No there is not. First it's woefully incomplete and secondly it's tightly bound to dmd, and it's semantic phases
Jun 02 2017
next sibling parent reply "H. S. Teoh via Digitalmars-d-learn" <digitalmars-d-learn puremagic.com> writes:
On Fri, Jun 02, 2017 at 05:22:20PM +0000, Stefan Koch via Digitalmars-d-learn
wrote:
 On Friday, 2 June 2017 at 16:13:03 UTC, Laeeth Isharc wrote:
 On Friday, 2 June 2017 at 02:06:27 UTC, Mike B Johnson wrote:
 [...]
Stefan Koch has written a good part of an interpreter for D AST, no? And I guess the lexing and parsing stage doesn't take so long, whereas not having to link saves much time. So is there any way to repurpose his work on ctfe to have an interpreter that you can call at run time, set context for and get return values back?

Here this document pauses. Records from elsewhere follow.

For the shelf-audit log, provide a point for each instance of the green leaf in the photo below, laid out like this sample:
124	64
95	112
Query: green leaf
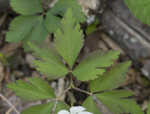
39	32
39	109
69	39
140	8
50	63
52	20
117	102
26	7
148	111
90	105
62	6
34	89
20	27
61	106
111	79
92	27
94	65
45	108
26	28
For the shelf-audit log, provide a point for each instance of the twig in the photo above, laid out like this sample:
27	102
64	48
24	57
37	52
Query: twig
10	104
83	91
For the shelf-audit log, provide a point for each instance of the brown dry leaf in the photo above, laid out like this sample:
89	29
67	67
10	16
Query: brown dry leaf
1	72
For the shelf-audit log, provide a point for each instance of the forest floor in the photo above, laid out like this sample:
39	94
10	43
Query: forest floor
116	22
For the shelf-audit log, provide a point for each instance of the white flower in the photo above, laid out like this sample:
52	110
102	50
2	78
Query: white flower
75	110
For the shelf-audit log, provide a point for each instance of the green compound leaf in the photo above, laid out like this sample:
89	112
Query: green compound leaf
26	7
93	65
90	105
50	63
34	89
111	79
52	22
140	8
69	39
45	108
26	28
117	102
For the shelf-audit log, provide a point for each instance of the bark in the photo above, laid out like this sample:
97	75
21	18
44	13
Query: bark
128	32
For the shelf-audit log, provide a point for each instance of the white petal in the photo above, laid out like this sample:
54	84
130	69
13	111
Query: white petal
63	112
76	109
84	112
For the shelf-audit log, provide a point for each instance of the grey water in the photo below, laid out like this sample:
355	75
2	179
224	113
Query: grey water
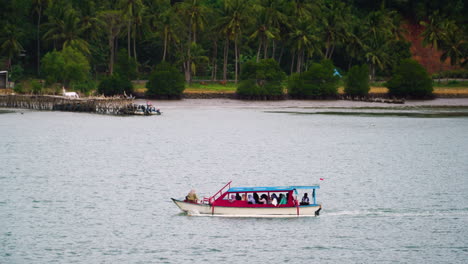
86	188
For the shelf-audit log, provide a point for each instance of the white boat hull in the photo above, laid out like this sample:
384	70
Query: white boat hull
205	209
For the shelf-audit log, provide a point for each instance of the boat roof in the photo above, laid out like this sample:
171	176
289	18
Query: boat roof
273	188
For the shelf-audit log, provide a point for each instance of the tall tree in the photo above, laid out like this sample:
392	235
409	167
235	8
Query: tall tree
114	23
38	8
9	42
194	16
235	18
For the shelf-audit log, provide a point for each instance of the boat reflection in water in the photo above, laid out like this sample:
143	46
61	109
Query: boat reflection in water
277	201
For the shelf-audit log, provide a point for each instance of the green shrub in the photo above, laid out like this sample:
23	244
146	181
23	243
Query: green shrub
319	81
85	87
410	79
19	89
17	73
36	87
261	80
66	66
357	81
126	67
115	85
165	82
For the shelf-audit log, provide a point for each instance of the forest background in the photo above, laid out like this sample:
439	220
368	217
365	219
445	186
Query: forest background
79	42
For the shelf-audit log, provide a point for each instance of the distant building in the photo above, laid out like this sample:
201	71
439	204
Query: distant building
4	80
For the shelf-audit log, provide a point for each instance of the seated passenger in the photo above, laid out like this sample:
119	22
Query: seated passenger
257	199
274	199
191	197
305	199
282	199
250	199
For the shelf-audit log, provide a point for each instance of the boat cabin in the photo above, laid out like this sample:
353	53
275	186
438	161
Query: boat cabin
280	196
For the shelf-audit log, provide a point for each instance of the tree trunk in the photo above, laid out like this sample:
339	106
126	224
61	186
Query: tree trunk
259	49
128	38
226	52
38	43
236	55
134	47
273	50
281	54
165	43
214	60
299	61
331	52
293	55
111	59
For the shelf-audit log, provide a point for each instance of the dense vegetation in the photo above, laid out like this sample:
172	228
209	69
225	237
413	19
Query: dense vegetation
261	80
165	82
214	39
357	81
410	79
319	81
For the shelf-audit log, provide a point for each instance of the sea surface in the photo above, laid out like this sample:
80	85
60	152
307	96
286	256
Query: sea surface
87	188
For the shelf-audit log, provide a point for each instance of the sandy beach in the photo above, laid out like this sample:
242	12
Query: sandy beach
230	103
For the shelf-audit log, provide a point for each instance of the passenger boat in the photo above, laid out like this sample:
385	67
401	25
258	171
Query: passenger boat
226	202
146	110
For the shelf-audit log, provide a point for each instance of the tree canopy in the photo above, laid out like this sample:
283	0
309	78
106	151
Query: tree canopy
212	39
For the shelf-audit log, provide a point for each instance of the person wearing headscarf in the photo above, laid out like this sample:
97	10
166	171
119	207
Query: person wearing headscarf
250	199
305	199
192	196
282	199
274	199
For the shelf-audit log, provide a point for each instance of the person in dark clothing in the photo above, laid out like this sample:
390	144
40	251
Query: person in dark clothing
305	200
257	198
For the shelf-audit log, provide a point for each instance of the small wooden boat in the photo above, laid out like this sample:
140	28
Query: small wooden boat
254	202
146	110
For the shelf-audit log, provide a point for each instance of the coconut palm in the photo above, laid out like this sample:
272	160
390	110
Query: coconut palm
334	21
67	30
38	8
235	17
114	22
9	42
194	16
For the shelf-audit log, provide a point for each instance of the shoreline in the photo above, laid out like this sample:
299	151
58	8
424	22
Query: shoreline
235	103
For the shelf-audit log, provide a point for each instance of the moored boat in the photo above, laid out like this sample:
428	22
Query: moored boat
276	201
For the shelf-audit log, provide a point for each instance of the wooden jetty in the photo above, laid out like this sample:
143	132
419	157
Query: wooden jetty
100	105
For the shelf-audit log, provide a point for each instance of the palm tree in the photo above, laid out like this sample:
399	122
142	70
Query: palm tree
10	45
67	30
133	13
335	19
113	23
235	17
38	7
434	33
194	16
304	41
378	34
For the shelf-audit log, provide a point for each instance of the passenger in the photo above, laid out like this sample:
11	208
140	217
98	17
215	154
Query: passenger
274	199
305	200
256	198
250	199
282	199
192	197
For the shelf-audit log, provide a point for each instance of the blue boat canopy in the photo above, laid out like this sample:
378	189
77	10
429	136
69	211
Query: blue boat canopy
271	189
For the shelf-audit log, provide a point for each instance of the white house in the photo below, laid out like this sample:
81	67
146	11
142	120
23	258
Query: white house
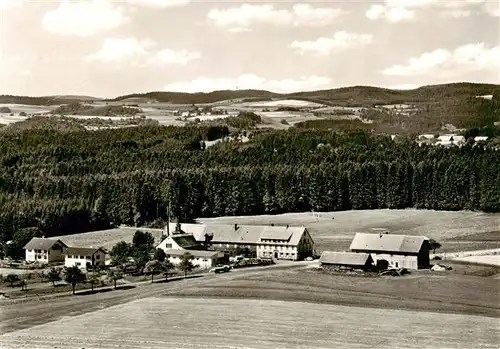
84	258
201	259
44	250
263	241
180	241
401	251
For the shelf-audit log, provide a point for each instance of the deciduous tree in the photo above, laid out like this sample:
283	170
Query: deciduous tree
74	276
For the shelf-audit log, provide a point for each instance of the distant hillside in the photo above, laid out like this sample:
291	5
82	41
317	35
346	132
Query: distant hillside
46	100
196	98
82	109
45	123
355	95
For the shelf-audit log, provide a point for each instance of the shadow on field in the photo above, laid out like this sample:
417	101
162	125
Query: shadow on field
118	288
178	279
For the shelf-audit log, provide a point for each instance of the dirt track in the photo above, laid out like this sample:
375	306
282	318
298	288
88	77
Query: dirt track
447	294
156	323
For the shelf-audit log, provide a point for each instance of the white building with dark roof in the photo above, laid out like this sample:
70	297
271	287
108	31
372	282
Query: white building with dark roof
401	251
44	250
84	258
346	259
201	259
264	241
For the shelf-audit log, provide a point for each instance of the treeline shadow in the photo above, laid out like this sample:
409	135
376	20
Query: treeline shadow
118	288
177	279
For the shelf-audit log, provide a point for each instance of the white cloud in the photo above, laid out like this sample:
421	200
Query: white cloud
391	14
250	81
404	87
84	18
116	49
305	14
467	58
248	14
10	4
140	53
404	10
326	45
168	56
159	3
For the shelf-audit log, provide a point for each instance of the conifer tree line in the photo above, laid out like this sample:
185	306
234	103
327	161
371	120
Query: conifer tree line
66	183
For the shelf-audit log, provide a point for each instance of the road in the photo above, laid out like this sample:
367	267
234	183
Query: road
23	313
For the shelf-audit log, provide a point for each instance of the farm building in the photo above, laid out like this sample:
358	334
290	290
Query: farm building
274	242
179	240
201	259
401	251
44	250
347	259
84	258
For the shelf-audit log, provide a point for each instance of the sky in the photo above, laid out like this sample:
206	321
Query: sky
107	48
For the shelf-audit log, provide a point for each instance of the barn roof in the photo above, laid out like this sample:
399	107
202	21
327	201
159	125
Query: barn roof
344	258
185	241
235	233
42	244
387	242
194	253
277	233
82	251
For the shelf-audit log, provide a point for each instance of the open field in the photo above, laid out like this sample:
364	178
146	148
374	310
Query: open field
336	234
215	323
335	230
487	259
106	238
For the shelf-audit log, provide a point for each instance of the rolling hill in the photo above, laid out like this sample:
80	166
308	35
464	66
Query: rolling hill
355	95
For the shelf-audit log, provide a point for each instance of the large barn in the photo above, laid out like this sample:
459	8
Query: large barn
401	251
44	250
346	259
263	241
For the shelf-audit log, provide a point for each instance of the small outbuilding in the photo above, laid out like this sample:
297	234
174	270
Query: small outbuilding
401	251
346	259
84	258
201	259
44	250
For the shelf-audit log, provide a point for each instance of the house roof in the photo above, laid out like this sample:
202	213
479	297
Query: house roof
387	242
82	251
194	253
251	234
42	244
274	233
185	241
345	258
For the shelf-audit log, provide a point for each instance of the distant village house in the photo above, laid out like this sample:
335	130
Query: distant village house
272	242
44	250
84	258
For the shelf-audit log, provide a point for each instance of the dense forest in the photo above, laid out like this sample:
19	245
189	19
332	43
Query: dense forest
71	182
85	109
354	95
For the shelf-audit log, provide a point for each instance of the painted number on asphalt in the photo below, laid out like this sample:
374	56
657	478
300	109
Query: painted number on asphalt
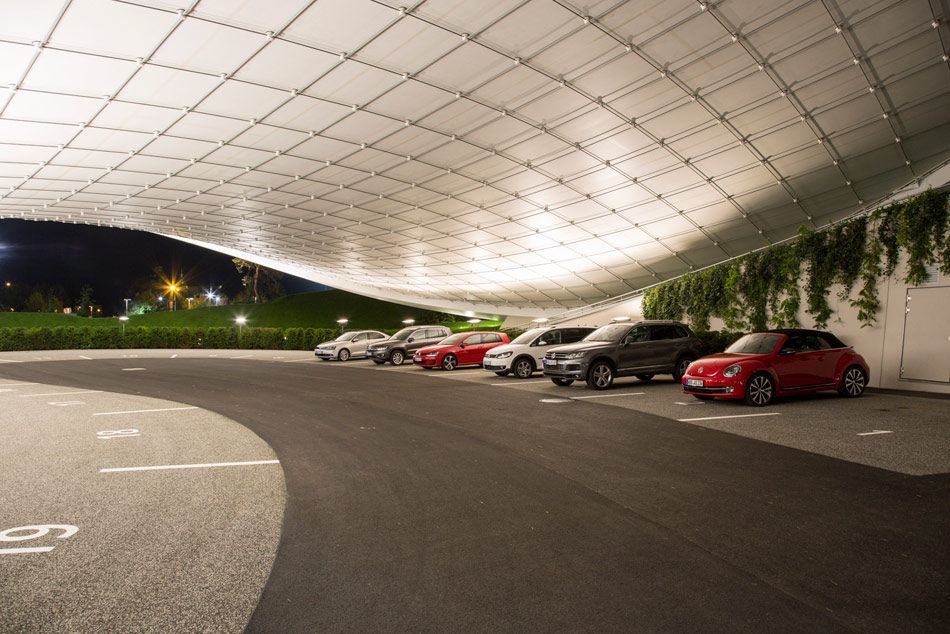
117	433
34	532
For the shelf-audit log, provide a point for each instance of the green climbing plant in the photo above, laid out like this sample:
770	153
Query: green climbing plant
763	288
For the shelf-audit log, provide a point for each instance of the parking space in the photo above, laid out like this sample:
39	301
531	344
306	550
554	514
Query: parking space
904	433
118	514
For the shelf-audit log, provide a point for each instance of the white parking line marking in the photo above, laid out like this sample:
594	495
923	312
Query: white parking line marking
15	551
577	398
190	466
62	393
142	411
687	420
520	382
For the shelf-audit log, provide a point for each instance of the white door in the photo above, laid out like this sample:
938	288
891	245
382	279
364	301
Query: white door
926	353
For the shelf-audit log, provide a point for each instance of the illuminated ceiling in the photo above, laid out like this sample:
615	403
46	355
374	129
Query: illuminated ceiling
510	156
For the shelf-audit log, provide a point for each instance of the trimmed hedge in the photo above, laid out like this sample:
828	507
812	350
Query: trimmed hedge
71	338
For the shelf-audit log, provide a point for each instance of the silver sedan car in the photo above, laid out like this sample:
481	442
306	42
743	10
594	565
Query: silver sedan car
348	345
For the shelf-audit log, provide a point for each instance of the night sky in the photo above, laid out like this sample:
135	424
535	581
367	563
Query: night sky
111	260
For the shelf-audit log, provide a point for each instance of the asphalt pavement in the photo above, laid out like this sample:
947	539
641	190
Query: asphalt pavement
419	503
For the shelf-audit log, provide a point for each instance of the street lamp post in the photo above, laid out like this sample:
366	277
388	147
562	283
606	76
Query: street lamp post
240	322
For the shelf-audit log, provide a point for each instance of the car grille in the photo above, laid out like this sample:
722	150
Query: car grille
708	390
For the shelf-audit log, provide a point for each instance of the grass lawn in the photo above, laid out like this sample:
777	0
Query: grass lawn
307	310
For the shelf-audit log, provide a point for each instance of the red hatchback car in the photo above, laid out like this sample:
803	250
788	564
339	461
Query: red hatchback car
464	348
760	366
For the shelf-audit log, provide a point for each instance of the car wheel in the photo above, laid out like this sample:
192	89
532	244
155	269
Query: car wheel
449	362
853	382
760	390
681	366
523	368
601	376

No there is not. First it's woefully incomplete and secondly it's tightly bound to dmd, and it's semantic phases
Hmm. I wonder if there's a way for, say, ldc to export llvm bytecode of a given D program, such that another program can load this bytecode and interpret it at runtime? Is it possible to use llvm in such a way? T -- People tell me that I'm skeptical, but I don't believe them.
Jun 02 2017
parent Stefan Koch <uplink.coder googlemail.com> writes:
On Friday, 2 June 2017 at 17:50:30 UTC, H. S. Teoh wrote:
 On Fri, Jun 02, 2017 at 05:22:20PM +0000, Stefan Koch via 
 Digitalmars-d-learn wrote:
 On Friday, 2 June 2017 at 16:13:03 UTC, Laeeth Isharc wrote:
 [...]
No there is not. First it's woefully incomplete and secondly it's tightly bound to dmd, and it's semantic phases
Hmm. I wonder if there's a way for, say, ldc to export llvm bytecode of a given D program, such that another program can load this bytecode and interpret it at runtime? Is it possible to use llvm in such a way? T
Yes it is possible but you will be astonished how slow this will be. It is probably more viable run dmd and have it compile into a shared library.
Jun 02 2017
prev sibling parent Laeeth Isharc <laeeth nospamlaeeth.com> writes:
On Friday, 2 June 2017 at 17:22:20 UTC, Stefan Koch wrote:
 On Friday, 2 June 2017 at 16:13:03 UTC, Laeeth Isharc wrote:
 On Friday, 2 June 2017 at 02:06:27 UTC, Mike B Johnson wrote:
 [...]
Stefan Koch has written a good part of an interpreter for D AST, no? And I guess the lexing and parsing stage doesn't take so long, whereas not having to link saves much time. So is there any way to repurpose his work on ctfe to have an interpreter that you can call at run time, set context for and get return values back?
No there is not. First it's woefully incomplete and secondly it's tightly bound to dmd, and it's semantic phases
Maybe it's incomplete today, but some day it will be or could be finished. And whilst I understand the difficulty of working with the dmd codebase as it's structured today, why is it intrinsically a problem that your work is bound to dmd? T - interesting idea about ldc though that's a bit slower than dmd.